During system operation, LEIAs were launched to participate in dynamic, open-ended simulations with users playing the role of attending physicians. When the user launched the simulated life of a particular patient, after some amount of time the patient would begin to experience symptoms. Depending on the patient’s personality traits, it would sooner or later decide to go see the doctor. During the visit to the doctor, the patient would answer the doctor’s questions, ask clarification questions, learn new words and concepts (e.g., for tests and diseases), and negotiate with the doctor about diagnostic and treatment procedures. There could then be any number of follow-up visits, tests, and procedures depending on the decision-making of the patient and the doctor, as well as the physiological predispositions of the patient. In short, the scenarios were not at all canned – they could unfold in countless ways, and users were free to make mistakes and see how they played out.

InfoWorks: One of the cool aspects of LEIA technology is it includes sensory input from the surrounding world—you use the example of robotic vision. How can collaborations be encouraged between computational linguists and scientists working on sensory tech?

LEIAs can integrate the results of any type of sensory tech.

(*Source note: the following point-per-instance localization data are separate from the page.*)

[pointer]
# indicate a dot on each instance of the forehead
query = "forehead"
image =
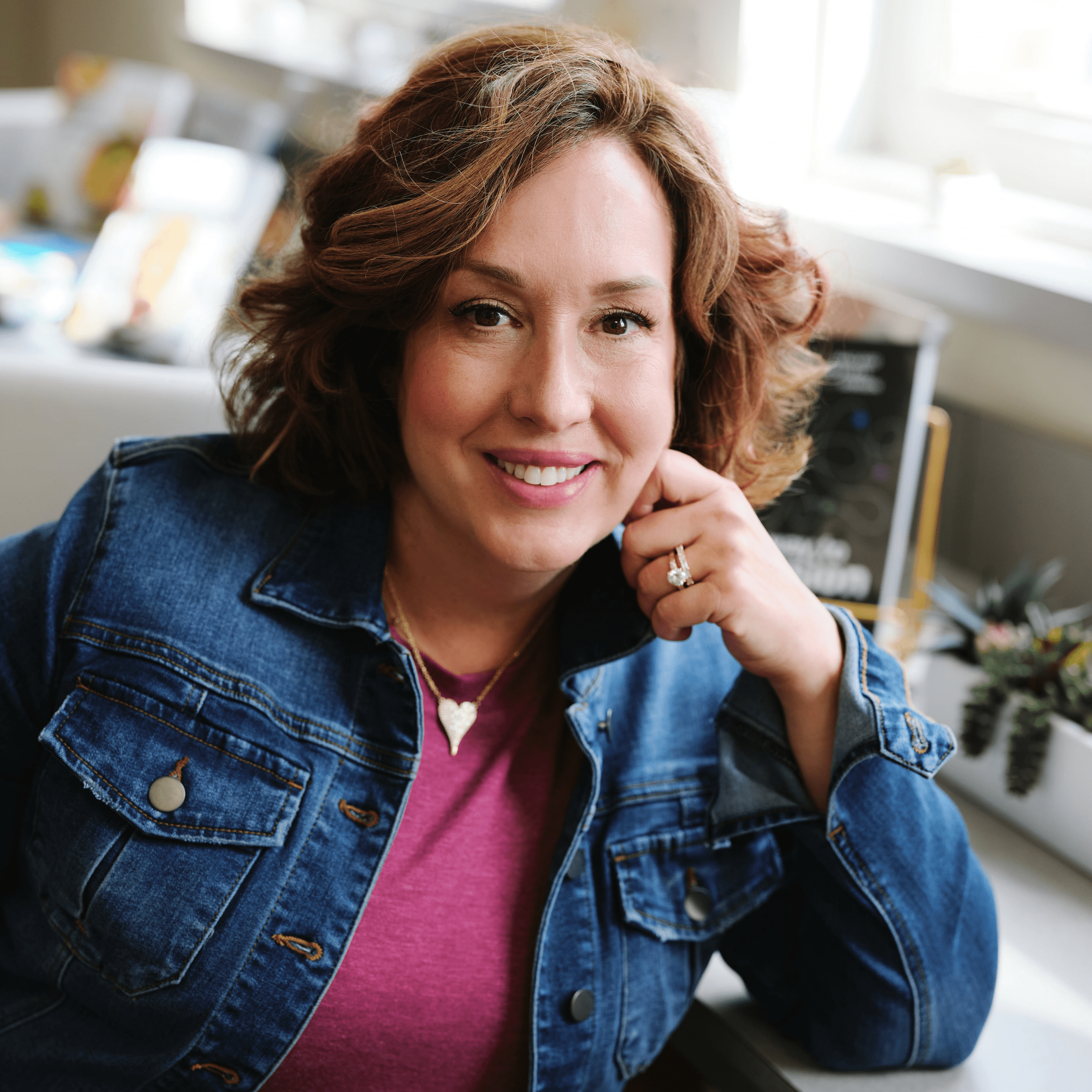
(595, 212)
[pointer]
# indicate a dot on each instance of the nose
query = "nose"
(552, 386)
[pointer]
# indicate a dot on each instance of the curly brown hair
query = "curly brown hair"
(312, 396)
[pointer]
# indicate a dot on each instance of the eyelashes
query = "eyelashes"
(493, 307)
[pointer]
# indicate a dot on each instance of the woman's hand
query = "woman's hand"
(771, 623)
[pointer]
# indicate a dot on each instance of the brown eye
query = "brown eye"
(619, 325)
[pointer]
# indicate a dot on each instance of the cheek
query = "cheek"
(439, 401)
(640, 409)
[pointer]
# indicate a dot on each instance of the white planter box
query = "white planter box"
(1058, 811)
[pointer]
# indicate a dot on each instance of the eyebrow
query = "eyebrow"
(606, 288)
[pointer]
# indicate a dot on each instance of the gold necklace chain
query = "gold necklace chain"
(456, 717)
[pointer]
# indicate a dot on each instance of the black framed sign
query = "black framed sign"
(844, 525)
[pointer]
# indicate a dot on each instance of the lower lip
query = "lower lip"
(544, 496)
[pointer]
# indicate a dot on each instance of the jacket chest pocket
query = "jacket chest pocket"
(146, 825)
(679, 897)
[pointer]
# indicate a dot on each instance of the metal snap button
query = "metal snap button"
(166, 794)
(699, 903)
(581, 1005)
(576, 868)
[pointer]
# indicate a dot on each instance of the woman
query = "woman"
(527, 310)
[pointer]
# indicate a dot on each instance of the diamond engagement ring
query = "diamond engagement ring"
(679, 572)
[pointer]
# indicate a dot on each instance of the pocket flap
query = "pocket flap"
(118, 742)
(677, 888)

For example, if one wants a LEIA robot to be able to identify that an object it is holding is prickly, then the LEIA must have a concept “prickly” in its world model, it must know the salient properties of that concept so that it can talk and reason about prickly things (e.g., the object contains small spikes; touching it causes pain), and it must link that concept to the sensor data generated when a robot touches something prickly. In the Maryland Virtual Patient system, the virtual patient experienced bodily signals (interoception) which were generated by the physiological simulation engine. Since LEIAs suffered from esophageal diseases, they experienced symptoms related to those diseases, such as difficulty swallowing, chest pain, and regurgitation.

Such collaborations [between computational linguists and sensory tech scientists] are absolutely essential but will only happen if funding practices reopen the door to knowledge-based methods. As long as funding practices continue to overwhelmingly favor ML-based approaches, it is difficult to entice scientists working on sensory tech to think about interpreting their data results in the style that LEIAs require.

InfoWorks: You wrote that “the vision of human-level AI remains as tantalizing now as when formulated by the founders of AI over a half century ago.” Within the business realm specifically, what are some of the exciting possibilities? 

The most exciting possibility is shifting from the current method-driven orientation of AI (“do whatever you can with ML”) to a goal-driven orientation (“identify a problem that needs to be solved and solve it using whatever methods are most appropriate”).

It is good scientific practice to test out the capabilities of every new methodological and technological advance – along with the limits of those capabilities. Several generations of ML-based methods have, by now, been thoroughly investigated, and their limitations have become progressively clearer. It is high time for the companies who deploy AI to turn from asking “What can we do with the current ML methods?” to “What do my customers most need and how can we deliver that to them?” And it is up to research institutions to intensify R&D beyond the currently fashionable methods.